The Department of Justice in South Africa has suffered its third cyber breach in three years, resulting in the theft of millions of rand. The hackers targeted the department’s Guardian’s Fund, making off with R18 million. The attack took place on April 6, but the breach was only discovered and reported five days later.
As a result of the cyberattack, payments from the affected offices were suspended pending investigation. The department has faced criticism for its handling of the breach, with allegations of negligence and concerns about internal communication.
The Guardian’s Fund, responsible for managing funds on behalf of individuals incapable of managing their own affairs, had over R17 billion in reserves invested with the Public Investment Corporation. The department confirmed the cyberattack and initiated an investigation involving the Hawks, the Financial Intelligence Centre, and an internal forensic team.
Furthermore, the spokesperson for the department emphasized their efforts to strengthen cybersecurity controls, including infrastructure renewal, external expertise, vulnerability assessments, and staff training.

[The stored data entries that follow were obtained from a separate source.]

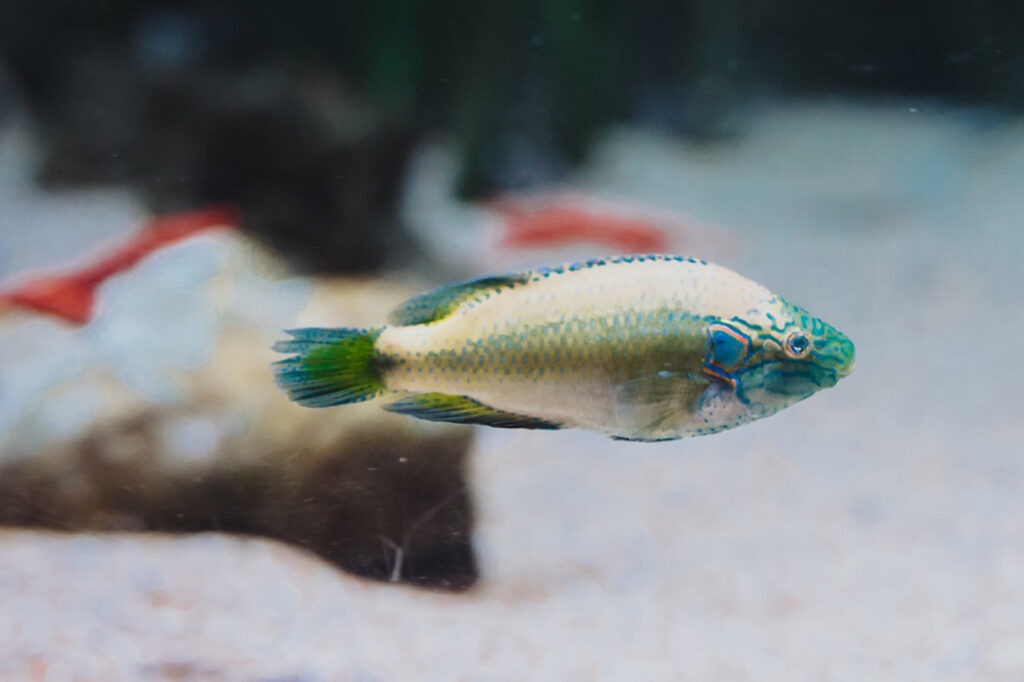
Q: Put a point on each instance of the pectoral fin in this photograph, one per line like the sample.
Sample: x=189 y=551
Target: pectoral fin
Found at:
x=461 y=410
x=654 y=407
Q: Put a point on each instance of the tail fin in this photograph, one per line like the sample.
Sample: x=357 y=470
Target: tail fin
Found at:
x=331 y=367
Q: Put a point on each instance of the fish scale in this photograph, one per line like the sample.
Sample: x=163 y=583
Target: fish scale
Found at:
x=639 y=347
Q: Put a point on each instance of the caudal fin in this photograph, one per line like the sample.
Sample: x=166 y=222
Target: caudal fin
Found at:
x=330 y=367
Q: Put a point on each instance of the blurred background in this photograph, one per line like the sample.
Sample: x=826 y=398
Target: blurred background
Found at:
x=179 y=181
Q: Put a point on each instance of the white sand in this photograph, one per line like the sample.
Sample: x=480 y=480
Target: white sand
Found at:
x=872 y=533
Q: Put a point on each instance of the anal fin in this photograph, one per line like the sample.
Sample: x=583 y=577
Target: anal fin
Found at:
x=462 y=410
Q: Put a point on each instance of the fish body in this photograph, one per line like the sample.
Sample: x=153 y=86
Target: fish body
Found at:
x=637 y=347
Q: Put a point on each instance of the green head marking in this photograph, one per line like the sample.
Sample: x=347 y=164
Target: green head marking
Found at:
x=782 y=356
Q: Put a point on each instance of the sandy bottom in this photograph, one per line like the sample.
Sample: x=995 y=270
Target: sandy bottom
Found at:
x=872 y=533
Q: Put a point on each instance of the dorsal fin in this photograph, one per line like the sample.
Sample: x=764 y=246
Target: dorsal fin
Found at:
x=442 y=301
x=461 y=410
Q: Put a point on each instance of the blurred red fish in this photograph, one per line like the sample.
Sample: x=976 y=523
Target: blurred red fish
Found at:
x=72 y=296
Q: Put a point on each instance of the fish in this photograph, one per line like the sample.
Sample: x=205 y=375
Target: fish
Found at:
x=645 y=348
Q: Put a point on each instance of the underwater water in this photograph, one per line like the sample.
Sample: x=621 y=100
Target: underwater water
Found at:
x=168 y=514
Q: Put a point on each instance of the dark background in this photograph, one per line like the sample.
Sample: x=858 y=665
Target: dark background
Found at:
x=304 y=114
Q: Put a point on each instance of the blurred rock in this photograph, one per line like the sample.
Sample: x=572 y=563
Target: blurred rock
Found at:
x=162 y=414
x=313 y=168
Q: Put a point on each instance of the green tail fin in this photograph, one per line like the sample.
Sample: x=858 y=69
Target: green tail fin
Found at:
x=330 y=367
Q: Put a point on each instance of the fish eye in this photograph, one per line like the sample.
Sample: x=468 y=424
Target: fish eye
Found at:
x=797 y=344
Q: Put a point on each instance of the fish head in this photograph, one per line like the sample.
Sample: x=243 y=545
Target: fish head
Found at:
x=776 y=355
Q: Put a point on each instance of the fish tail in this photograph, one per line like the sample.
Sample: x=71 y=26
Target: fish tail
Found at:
x=330 y=366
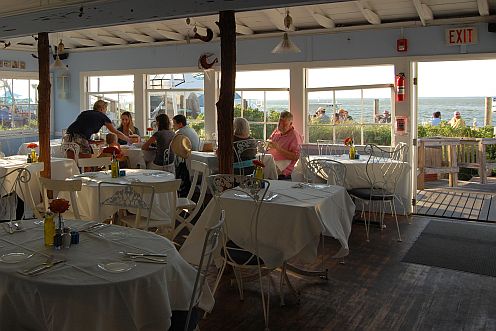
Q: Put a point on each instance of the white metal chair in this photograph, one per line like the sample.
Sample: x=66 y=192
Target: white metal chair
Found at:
x=70 y=150
x=237 y=257
x=139 y=198
x=94 y=163
x=71 y=186
x=245 y=152
x=12 y=183
x=210 y=245
x=187 y=205
x=383 y=171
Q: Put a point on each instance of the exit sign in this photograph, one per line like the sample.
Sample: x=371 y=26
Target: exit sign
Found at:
x=461 y=36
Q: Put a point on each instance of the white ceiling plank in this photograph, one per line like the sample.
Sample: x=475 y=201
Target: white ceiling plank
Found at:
x=243 y=29
x=369 y=14
x=278 y=19
x=483 y=6
x=322 y=20
x=170 y=34
x=424 y=11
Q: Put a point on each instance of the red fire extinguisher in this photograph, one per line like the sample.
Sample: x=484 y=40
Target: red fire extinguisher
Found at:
x=400 y=87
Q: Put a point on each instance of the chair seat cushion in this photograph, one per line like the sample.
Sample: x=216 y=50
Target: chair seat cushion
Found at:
x=371 y=194
x=239 y=255
x=185 y=203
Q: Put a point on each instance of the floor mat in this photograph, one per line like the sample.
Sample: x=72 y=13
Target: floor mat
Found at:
x=469 y=247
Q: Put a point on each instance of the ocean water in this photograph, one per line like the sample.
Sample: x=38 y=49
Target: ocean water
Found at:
x=469 y=107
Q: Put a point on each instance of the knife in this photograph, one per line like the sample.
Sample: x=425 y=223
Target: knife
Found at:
x=42 y=267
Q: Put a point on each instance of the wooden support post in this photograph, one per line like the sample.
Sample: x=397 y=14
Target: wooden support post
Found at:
x=488 y=113
x=44 y=88
x=421 y=166
x=225 y=105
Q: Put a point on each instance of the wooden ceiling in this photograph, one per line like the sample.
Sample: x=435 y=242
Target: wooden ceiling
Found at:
x=328 y=17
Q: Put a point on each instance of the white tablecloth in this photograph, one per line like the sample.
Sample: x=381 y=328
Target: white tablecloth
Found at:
x=54 y=148
x=88 y=196
x=210 y=158
x=79 y=295
x=290 y=225
x=61 y=169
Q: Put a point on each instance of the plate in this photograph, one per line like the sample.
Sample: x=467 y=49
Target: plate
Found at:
x=268 y=197
x=14 y=257
x=113 y=235
x=117 y=266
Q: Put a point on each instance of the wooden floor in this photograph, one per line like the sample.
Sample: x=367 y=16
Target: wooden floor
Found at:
x=373 y=290
x=470 y=200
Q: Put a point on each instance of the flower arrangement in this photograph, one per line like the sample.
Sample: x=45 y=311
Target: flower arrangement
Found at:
x=59 y=205
x=258 y=163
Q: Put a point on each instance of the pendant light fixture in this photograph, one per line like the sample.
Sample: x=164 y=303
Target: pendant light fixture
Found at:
x=286 y=45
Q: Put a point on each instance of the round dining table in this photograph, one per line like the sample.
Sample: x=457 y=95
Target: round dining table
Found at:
x=88 y=200
x=93 y=285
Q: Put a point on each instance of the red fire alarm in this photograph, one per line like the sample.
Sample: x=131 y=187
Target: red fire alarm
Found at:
x=402 y=45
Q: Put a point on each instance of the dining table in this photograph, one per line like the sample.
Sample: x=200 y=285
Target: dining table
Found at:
x=30 y=192
x=115 y=278
x=55 y=148
x=88 y=200
x=290 y=224
x=211 y=159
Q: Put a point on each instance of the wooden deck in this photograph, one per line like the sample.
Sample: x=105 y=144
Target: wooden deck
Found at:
x=470 y=201
x=372 y=290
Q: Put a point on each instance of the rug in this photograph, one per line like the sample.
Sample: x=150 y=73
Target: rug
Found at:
x=463 y=246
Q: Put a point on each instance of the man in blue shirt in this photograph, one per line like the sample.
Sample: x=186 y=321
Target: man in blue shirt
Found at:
x=89 y=122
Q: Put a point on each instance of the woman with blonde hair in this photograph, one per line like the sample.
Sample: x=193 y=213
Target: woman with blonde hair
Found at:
x=127 y=126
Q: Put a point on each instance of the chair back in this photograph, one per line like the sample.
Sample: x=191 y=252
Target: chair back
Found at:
x=385 y=167
x=13 y=182
x=325 y=147
x=136 y=196
x=70 y=150
x=254 y=190
x=71 y=186
x=245 y=152
x=333 y=172
x=94 y=162
x=210 y=245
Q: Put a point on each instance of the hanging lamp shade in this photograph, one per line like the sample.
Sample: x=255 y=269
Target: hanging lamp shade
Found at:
x=286 y=46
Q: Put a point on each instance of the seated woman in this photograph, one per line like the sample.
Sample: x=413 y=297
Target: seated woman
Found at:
x=245 y=147
x=127 y=127
x=162 y=138
x=114 y=147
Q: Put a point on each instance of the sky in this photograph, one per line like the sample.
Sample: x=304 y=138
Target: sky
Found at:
x=457 y=79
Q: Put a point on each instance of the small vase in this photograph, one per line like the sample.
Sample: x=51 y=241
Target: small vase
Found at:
x=259 y=173
x=352 y=152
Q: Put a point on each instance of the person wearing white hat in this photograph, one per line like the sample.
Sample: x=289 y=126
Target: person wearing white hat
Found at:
x=457 y=121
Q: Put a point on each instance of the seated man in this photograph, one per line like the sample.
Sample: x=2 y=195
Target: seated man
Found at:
x=285 y=145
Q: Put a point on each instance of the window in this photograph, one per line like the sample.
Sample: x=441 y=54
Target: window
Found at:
x=260 y=97
x=118 y=91
x=173 y=94
x=350 y=102
x=18 y=104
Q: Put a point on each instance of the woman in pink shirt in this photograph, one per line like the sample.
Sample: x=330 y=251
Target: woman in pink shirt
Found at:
x=285 y=145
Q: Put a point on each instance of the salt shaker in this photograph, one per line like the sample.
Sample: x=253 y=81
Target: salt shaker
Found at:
x=66 y=238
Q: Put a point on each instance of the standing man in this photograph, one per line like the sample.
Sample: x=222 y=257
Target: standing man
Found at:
x=285 y=145
x=181 y=126
x=89 y=122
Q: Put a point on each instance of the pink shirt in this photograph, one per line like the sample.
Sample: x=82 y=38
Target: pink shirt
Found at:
x=290 y=141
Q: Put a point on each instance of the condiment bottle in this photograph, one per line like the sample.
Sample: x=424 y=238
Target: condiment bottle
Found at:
x=66 y=238
x=57 y=239
x=49 y=229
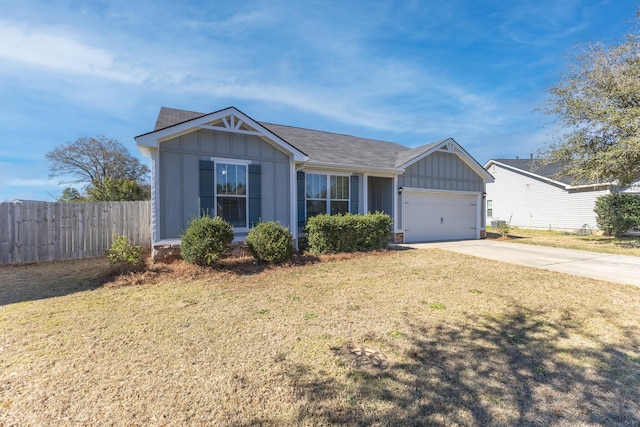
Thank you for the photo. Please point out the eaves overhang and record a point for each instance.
(546, 179)
(450, 146)
(231, 120)
(353, 168)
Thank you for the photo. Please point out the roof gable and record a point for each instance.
(326, 148)
(546, 172)
(172, 123)
(316, 148)
(448, 145)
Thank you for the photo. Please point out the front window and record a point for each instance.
(321, 201)
(231, 193)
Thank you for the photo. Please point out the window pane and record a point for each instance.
(340, 187)
(231, 179)
(221, 178)
(339, 207)
(241, 180)
(316, 186)
(233, 210)
(316, 207)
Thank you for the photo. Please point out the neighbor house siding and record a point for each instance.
(527, 202)
(441, 171)
(179, 175)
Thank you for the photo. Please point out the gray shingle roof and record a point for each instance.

This latest breach is reminiscent of a previous attack in September 2020, where the thieves siphoned R10 million from the department. Subsequently, the department experienced a major IT system encryption, disrupting court operations and vital processes.
At the same time, the information regulator found the department guilty of negligence for failing to prevent the data breach and losing sensitive files. The regulator ordered the department to renew software licenses, take disciplinary action against implicated officials, and improve IT system safeguards.
Cybersecurity experts stress the need for a proactive, multilayered approach to cybersecurity, considering both external and internal threats. They suggest that government infrastructure in South Africa is increasingly vulnerable to severe cyberattacks.
The recent case of Postbank, where cybersecurity measures were enhanced to prevent fraud and vulnerabilities, serves as a reminder of the importance of robust security measures. A comprehensive approach that incorporates advanced technology, skilled personnel, and stringent procedures is necessary to mitigate risks and protect sensitive data.